In 2023 my husband and I will mark five years in our “starter home.” It’s been a great first home, but when we bought it back in 2018 the intention was to stick around for three years tops and then invest in something bigger and better. Well, needless to say, that agenda didn’t go as planned — 2021 and 2022 were not ideal years to buy a home. I was tempted many times to capitalize on the incredible seller’s market, but of course it the daunting question after you sell is “where are we going to be able to buy next?” As much fun as some millennials make camper/van life look, that lifestyle isn’t for us or our two 70-80 lb. dogs.
I’m grateful that my husband and I were able to purchase a home in 2018. We were able to view many homes without too much pressure to put in offers right away, and once we did put in an offer it was below the asking price. A concept anyone buying homes within the past couple of years would go green with envy over.
So will 2023 still be a sellers’ market, or can we expect things to level out? According to Danielle Hale, Realtor.com chief economist, next year could be more of a “nobody’s market.”

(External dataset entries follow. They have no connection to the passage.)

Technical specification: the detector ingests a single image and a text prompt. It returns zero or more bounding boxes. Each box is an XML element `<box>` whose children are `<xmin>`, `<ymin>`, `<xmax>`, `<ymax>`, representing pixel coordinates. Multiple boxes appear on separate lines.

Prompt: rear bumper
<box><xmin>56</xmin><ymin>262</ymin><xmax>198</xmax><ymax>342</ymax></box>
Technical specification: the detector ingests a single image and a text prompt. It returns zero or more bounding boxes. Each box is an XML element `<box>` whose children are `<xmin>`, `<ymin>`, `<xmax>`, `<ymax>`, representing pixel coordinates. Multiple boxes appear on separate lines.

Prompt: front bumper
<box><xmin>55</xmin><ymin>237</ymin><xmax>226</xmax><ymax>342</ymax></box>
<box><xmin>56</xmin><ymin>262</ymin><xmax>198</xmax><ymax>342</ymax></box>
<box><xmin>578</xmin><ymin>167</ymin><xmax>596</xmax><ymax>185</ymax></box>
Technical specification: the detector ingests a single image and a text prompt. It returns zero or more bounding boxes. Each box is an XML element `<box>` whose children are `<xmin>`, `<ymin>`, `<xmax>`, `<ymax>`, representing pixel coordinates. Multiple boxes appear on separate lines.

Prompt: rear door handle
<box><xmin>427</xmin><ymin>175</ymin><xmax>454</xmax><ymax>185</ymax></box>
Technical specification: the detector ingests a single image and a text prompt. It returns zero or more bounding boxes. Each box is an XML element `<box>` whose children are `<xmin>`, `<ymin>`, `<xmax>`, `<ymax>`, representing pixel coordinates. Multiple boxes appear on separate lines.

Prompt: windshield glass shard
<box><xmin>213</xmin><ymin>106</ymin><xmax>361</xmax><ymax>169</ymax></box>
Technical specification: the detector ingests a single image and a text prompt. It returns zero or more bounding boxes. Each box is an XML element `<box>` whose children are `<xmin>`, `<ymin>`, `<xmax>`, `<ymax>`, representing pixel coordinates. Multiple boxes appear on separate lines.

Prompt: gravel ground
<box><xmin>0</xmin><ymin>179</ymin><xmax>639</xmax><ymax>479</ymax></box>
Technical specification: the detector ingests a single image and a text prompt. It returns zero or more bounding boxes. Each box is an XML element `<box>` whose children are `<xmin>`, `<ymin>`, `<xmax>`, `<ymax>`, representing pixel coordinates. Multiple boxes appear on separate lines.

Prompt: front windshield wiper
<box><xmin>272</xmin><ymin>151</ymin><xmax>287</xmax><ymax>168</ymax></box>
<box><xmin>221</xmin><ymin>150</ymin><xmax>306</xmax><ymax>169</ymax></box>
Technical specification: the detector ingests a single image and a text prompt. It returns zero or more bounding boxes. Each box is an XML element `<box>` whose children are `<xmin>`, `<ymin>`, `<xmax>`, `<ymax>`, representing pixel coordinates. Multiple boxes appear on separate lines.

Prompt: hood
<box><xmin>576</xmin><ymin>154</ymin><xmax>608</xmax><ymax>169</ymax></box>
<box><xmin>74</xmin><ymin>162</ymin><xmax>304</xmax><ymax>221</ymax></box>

“After several years of an unambiguous sellers’ market, the 2023 housing market could feel more like a nobody’s market. We expect to see some buyer advantages in the form of 22.8% more homes for sale, however, the increase will result largely from homes taking longer to sell amid challenging affordability conditions,” she says. “For-sale homes will remain high-priced with the national annual median price for 2023 expected to advance another 5.4%—less than half the pace observed in 2022. Still high prices mean that homeowners are likely to walk away from a home sale with significant equity if they decide to venture into the market and can find a buyer. On the whole, however, we expect home sales to be dramatically lower, down 14.1% compared to 2022 as both buyers and sellers pull back from a housing market and economy in transition. We expect the annual tally for 2023 to be roughly in line with the recent pace of home sales in late 2022.”
Most of the industry experts in our 2023 industry forecast agree, noting they expect a residential construction downturn in 2023, if they aren’t experiencing one already.

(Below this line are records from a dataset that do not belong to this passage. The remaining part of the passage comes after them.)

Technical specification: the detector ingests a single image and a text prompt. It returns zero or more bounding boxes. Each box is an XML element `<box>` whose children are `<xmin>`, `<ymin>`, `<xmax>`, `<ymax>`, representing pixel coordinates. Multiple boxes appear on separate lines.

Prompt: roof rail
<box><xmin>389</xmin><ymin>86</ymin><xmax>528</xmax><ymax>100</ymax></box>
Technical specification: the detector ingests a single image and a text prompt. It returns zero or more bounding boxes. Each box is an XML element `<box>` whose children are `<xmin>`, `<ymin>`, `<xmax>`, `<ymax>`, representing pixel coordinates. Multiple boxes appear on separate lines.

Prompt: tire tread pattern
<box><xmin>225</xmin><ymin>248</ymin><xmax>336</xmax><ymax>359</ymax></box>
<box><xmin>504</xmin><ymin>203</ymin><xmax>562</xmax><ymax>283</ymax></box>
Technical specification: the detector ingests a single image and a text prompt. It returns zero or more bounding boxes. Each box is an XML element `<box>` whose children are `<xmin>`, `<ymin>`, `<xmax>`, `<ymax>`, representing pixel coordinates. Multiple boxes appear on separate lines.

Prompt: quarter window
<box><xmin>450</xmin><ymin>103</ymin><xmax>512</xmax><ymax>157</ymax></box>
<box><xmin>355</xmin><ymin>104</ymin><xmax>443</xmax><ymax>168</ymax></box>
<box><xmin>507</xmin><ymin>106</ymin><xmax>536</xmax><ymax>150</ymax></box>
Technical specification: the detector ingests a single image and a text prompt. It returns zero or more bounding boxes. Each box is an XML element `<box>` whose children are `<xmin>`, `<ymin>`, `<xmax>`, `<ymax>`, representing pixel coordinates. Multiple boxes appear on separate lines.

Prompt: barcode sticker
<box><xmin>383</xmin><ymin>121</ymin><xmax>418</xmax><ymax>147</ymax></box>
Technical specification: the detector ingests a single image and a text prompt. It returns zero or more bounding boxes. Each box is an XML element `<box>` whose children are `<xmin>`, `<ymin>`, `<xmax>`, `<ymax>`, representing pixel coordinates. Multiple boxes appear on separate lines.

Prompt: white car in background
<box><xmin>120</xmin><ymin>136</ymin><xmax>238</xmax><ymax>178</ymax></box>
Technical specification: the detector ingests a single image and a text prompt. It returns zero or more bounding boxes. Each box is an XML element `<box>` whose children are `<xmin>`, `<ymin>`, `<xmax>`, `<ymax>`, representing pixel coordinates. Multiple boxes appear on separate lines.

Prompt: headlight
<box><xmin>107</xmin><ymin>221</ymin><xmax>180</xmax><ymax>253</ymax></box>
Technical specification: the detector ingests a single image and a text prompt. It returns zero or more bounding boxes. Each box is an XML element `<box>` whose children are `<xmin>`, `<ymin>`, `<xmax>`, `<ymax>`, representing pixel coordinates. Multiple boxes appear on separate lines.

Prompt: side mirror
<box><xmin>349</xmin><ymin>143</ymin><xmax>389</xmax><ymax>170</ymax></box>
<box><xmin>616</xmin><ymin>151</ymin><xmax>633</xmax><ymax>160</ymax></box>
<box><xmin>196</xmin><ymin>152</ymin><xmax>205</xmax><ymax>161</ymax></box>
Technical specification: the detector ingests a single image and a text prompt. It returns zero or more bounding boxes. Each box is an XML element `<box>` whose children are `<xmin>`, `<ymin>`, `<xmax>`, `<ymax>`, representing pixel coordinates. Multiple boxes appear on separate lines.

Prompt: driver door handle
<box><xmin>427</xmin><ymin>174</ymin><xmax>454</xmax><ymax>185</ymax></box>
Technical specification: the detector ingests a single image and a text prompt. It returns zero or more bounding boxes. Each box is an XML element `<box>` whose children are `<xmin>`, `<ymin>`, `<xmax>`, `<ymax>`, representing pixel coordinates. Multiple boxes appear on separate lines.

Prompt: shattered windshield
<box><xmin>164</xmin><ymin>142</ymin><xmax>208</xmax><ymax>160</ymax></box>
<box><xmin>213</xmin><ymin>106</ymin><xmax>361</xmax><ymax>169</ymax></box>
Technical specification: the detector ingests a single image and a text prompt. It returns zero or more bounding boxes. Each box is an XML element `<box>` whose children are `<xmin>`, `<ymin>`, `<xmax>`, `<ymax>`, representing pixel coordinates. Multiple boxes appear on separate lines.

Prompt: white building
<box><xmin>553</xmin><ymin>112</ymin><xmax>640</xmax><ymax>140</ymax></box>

Hale expects incomes to grow in 2023, noting that the strong jobs market will keep incomes growing at a faster than historically average pace (3.9%). Unfortunately, this rate will not exceed expected inflation, which is anticipated at 4.1%, so many consumers will continue to make budgetary tradeoffs.
A recent Forbes article explains that the cities that dominated real estate-wise over the past few years will likely come behind the modest, mid-sized domestic industry hubs in the Northeast, South and Midwest in 2023 as affordability in those areas draws homeowners in.

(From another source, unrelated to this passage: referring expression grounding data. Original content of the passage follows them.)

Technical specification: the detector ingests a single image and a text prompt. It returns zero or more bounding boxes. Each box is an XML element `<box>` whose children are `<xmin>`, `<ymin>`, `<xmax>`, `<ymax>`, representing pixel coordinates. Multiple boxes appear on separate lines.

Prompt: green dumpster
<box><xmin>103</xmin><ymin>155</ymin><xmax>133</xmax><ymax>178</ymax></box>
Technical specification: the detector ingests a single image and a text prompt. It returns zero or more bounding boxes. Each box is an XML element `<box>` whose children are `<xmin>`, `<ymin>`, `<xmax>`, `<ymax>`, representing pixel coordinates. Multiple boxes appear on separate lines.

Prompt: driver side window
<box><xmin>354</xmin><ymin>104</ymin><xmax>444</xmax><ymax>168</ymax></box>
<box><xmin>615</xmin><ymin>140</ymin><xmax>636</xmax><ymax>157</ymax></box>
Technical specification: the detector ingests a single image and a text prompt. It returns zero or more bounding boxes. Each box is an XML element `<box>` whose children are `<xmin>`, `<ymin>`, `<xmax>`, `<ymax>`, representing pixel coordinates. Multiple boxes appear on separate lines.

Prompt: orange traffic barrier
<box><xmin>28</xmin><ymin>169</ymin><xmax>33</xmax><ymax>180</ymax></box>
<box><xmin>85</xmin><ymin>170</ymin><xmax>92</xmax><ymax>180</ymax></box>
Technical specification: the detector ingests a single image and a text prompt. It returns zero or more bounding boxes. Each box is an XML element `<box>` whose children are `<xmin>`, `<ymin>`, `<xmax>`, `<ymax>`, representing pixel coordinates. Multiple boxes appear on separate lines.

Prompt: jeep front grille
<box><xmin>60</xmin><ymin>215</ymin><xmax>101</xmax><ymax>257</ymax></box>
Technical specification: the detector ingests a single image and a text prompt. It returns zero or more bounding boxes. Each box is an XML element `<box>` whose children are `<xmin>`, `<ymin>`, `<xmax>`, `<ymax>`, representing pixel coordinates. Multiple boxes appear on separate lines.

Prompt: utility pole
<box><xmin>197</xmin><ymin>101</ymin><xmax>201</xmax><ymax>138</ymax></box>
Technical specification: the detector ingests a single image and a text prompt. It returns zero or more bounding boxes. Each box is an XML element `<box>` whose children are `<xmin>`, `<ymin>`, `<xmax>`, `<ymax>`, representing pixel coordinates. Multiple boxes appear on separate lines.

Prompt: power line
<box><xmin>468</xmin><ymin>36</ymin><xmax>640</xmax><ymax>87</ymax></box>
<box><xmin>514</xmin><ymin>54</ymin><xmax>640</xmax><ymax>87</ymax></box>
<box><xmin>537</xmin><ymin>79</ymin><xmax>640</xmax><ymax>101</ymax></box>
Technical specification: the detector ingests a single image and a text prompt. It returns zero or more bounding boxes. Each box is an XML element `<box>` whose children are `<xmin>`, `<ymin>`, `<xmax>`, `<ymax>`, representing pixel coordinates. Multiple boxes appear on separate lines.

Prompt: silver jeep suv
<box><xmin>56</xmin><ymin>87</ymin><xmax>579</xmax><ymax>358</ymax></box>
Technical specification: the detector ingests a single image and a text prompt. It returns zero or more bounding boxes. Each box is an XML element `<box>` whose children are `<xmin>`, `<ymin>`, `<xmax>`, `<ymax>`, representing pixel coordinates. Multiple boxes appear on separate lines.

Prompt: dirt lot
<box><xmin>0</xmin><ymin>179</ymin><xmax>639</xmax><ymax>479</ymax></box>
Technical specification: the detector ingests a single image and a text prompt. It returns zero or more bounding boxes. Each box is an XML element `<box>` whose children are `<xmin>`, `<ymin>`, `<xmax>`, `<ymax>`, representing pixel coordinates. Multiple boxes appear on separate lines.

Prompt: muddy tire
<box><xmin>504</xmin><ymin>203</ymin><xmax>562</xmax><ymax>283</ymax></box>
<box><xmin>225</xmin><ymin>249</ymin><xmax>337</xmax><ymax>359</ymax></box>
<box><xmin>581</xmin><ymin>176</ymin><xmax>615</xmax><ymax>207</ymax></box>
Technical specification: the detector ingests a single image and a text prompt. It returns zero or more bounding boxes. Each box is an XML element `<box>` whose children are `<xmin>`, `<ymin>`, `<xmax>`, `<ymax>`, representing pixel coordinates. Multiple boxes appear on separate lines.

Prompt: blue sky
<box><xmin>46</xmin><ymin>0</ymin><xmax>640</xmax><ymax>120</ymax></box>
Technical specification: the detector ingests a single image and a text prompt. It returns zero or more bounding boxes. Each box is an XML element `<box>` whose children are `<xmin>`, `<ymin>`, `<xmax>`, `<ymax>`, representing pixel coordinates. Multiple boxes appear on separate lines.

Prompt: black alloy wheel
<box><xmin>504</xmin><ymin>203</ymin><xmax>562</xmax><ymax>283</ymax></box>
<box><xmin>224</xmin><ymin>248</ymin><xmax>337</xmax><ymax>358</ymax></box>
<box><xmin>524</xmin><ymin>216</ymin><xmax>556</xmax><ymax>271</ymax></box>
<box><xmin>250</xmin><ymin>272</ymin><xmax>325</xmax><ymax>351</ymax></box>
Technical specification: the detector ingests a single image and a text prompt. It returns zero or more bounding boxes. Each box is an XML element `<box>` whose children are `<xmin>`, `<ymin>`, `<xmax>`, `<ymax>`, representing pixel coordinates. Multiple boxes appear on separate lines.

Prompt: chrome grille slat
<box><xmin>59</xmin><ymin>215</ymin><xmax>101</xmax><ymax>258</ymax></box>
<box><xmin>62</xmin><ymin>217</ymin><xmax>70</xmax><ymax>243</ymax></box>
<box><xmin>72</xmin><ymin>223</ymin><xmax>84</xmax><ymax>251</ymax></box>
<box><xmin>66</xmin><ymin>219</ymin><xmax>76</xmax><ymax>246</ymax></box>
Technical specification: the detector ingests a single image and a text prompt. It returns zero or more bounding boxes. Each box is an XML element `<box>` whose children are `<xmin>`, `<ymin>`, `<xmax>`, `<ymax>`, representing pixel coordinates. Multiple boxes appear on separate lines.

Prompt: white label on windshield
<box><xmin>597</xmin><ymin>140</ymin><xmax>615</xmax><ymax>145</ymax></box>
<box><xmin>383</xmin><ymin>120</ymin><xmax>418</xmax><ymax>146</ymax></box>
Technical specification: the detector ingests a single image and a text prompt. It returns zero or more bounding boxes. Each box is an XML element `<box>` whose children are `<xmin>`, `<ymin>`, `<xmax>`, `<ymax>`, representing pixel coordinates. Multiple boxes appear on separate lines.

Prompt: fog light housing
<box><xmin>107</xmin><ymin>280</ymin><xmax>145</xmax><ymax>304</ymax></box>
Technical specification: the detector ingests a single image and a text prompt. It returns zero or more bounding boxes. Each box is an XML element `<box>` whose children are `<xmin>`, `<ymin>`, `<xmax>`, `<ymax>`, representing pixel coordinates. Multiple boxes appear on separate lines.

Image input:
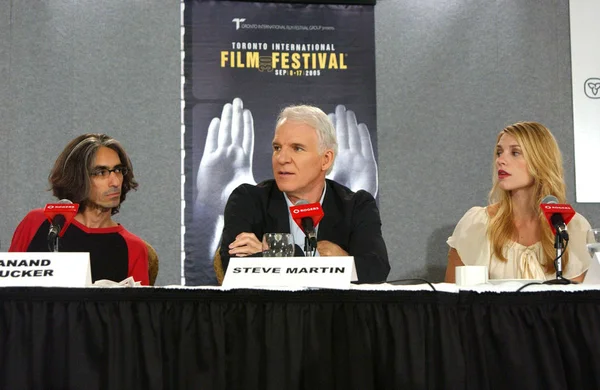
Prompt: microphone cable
<box><xmin>517</xmin><ymin>239</ymin><xmax>572</xmax><ymax>291</ymax></box>
<box><xmin>515</xmin><ymin>281</ymin><xmax>545</xmax><ymax>292</ymax></box>
<box><xmin>543</xmin><ymin>237</ymin><xmax>573</xmax><ymax>285</ymax></box>
<box><xmin>385</xmin><ymin>278</ymin><xmax>437</xmax><ymax>292</ymax></box>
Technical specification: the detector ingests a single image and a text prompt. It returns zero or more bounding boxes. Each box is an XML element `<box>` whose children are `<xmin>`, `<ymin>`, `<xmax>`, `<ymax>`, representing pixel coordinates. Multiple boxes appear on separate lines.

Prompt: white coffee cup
<box><xmin>455</xmin><ymin>266</ymin><xmax>488</xmax><ymax>286</ymax></box>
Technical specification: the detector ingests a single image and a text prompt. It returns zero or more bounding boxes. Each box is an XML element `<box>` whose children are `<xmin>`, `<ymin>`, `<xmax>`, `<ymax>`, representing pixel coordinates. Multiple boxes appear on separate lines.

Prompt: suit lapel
<box><xmin>266</xmin><ymin>180</ymin><xmax>342</xmax><ymax>238</ymax></box>
<box><xmin>318</xmin><ymin>180</ymin><xmax>342</xmax><ymax>240</ymax></box>
<box><xmin>266</xmin><ymin>184</ymin><xmax>291</xmax><ymax>233</ymax></box>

On the multifamily side, Bob Pinnegar, president and chief executive officer of the National Apartment Association says apartment affordability is still outrageous for renters. “Pursuing sustainable and responsible solutions to address our nation’s housing affordability crisis will remain a steadfast priority in the new year. Our nation’s affordability challenges stem from an alarming supply/demand imbalance, and to properly address this we must build 4.3 million new apartments by 2035.”
Predicting exactly what will happen throughout this year is impossible, but it’s always good to keep an eye on the pulse of predictions out there. Through the past several years of supply chain disruption and economic mayhem, the PHCP-PVF supply chain has learned that diversifying product lines and vendors and finding secondary sources is key to being prepared for whatever is thrown your way.
2023 may be the year for your company to branch into new product sectors or industries altogether, or maybe shift your focus from one market to another. No matter what the year holds, I’m excited to see you all prosper and come out on top, just as you have proven capable of throughout the past several years.